Retirement Fund Contributions – DC vs. DB Funds
Defined Contribution (DC) Fund:
- If the Employer pays/contributes then Fringe Benefit(FB) tax applies.
- The contribution can be made up of multiple items:
- The actual amount invested in a retirement fund (easily determined). Only this portion can be claimed as a deduction against income for tax purposes.
- Admin fee – if this is included then the ER would need to tax this as a FB – otherwise, SARS will disallow and the EE becomes liable for the tax on assessment. Alternatively, if the EE is claiming on the tax return (i.e. has not had the tax benefit during the tax year) then the same principle would apply.
- Life & Disability cover – the payout of these is not subject to tax if / when paid out. The same principle as the Admin fee would apply.
- The combined ER and EE contributions are taken into account when determining deductibility.
Retirement Fund Contributions – DC vs. DB Funds
Defined Benefit (DB) Fund:
- If the Employer pays/contributes then FB tax applies.
- The contribution can be made up of multiple items:
- Within the fund the actual amount that’s being invested for retirement purposes is determined from time to time – is formula based as determined by the fund actuaries/administrators.
- Can depend on many factors – the fund therefore, provides % factor for calculation purposes.

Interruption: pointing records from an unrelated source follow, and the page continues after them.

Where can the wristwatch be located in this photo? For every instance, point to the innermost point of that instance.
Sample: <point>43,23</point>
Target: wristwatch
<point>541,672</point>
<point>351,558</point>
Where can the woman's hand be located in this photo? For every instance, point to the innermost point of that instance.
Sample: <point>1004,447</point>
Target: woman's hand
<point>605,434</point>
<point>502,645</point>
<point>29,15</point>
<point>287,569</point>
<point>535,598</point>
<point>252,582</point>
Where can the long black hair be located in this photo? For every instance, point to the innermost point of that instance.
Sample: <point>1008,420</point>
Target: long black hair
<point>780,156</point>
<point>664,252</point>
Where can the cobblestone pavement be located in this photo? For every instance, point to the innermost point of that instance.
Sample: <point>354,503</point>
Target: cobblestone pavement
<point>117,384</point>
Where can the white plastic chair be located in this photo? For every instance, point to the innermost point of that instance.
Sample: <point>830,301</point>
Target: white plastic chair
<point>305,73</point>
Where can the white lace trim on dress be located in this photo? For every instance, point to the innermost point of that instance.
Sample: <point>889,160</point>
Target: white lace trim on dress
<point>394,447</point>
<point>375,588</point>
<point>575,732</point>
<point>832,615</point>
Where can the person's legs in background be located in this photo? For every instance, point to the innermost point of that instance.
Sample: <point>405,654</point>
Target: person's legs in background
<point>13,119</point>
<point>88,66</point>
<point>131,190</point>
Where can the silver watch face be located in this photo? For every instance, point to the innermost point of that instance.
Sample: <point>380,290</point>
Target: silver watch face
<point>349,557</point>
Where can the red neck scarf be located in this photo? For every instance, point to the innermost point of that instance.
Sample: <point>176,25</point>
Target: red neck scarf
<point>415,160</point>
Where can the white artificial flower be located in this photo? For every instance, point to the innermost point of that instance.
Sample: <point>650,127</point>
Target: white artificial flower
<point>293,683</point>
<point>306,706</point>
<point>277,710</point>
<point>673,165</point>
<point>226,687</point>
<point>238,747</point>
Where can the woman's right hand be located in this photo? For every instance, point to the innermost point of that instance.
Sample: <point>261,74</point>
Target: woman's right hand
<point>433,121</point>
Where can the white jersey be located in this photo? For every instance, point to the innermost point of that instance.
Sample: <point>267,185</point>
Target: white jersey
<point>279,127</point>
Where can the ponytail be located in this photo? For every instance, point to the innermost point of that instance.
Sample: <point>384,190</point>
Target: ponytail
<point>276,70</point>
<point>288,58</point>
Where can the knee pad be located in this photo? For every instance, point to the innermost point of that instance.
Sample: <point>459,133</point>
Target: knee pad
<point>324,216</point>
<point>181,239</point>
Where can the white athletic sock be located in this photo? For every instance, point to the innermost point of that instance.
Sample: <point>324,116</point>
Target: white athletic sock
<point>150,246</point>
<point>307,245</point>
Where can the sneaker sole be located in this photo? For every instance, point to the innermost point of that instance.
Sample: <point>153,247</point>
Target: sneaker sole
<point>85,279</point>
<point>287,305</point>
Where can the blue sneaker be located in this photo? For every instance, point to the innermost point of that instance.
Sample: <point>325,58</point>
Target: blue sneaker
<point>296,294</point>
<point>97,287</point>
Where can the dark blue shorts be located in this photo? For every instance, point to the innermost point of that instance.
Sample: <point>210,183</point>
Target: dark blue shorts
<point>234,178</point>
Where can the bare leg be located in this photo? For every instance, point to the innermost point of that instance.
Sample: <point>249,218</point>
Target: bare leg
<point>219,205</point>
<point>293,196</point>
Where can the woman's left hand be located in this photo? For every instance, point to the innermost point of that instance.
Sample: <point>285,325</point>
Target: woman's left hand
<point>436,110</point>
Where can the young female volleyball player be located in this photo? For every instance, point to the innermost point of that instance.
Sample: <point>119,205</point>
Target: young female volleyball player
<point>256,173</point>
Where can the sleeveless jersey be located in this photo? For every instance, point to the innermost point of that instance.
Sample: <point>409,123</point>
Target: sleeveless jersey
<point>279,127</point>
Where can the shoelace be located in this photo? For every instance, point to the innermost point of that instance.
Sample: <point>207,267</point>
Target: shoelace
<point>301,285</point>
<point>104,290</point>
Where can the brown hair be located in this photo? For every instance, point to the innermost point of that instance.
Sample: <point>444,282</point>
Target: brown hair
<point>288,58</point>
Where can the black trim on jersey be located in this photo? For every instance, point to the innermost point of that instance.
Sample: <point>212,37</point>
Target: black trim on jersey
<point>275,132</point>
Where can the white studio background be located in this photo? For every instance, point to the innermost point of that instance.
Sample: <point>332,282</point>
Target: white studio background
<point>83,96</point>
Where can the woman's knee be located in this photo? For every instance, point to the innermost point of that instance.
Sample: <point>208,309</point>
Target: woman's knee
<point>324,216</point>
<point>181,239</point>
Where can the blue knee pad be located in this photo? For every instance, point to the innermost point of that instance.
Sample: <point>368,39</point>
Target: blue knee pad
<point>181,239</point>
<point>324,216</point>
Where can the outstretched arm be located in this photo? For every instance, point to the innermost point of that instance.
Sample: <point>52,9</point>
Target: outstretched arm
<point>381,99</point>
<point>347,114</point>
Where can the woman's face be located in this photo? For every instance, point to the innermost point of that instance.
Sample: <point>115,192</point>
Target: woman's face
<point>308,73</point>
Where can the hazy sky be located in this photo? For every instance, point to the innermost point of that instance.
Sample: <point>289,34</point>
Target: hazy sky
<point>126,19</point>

- The formula is as follows: This is important to know for deductibility purposes. (Category Factor (as supplied by the Fund)) X (RFI) – (Employee Contr.) = FB
Where applicable the combined ER and EE contributions (i.e.the EE can also “top up” by contributing directly to the DB fund as well) are taken into account when determining deductibility.
Retirement Fund Contributions – DC vs. DB Funds
In summary:
- Retirement fund contributions make up a substantial portion of taxpayers’ / employees’ annual “deductions”.
- Likewise, the tax benefits are also sizeable if calculated and claimed correctly.
- Similarly, if the portion allowed for deduction purposes is not calculated correctly there could be a nasty surprise on assessment!! It’s therefore important to get this right – as a high earner it’s highly advisable to get the right advice!!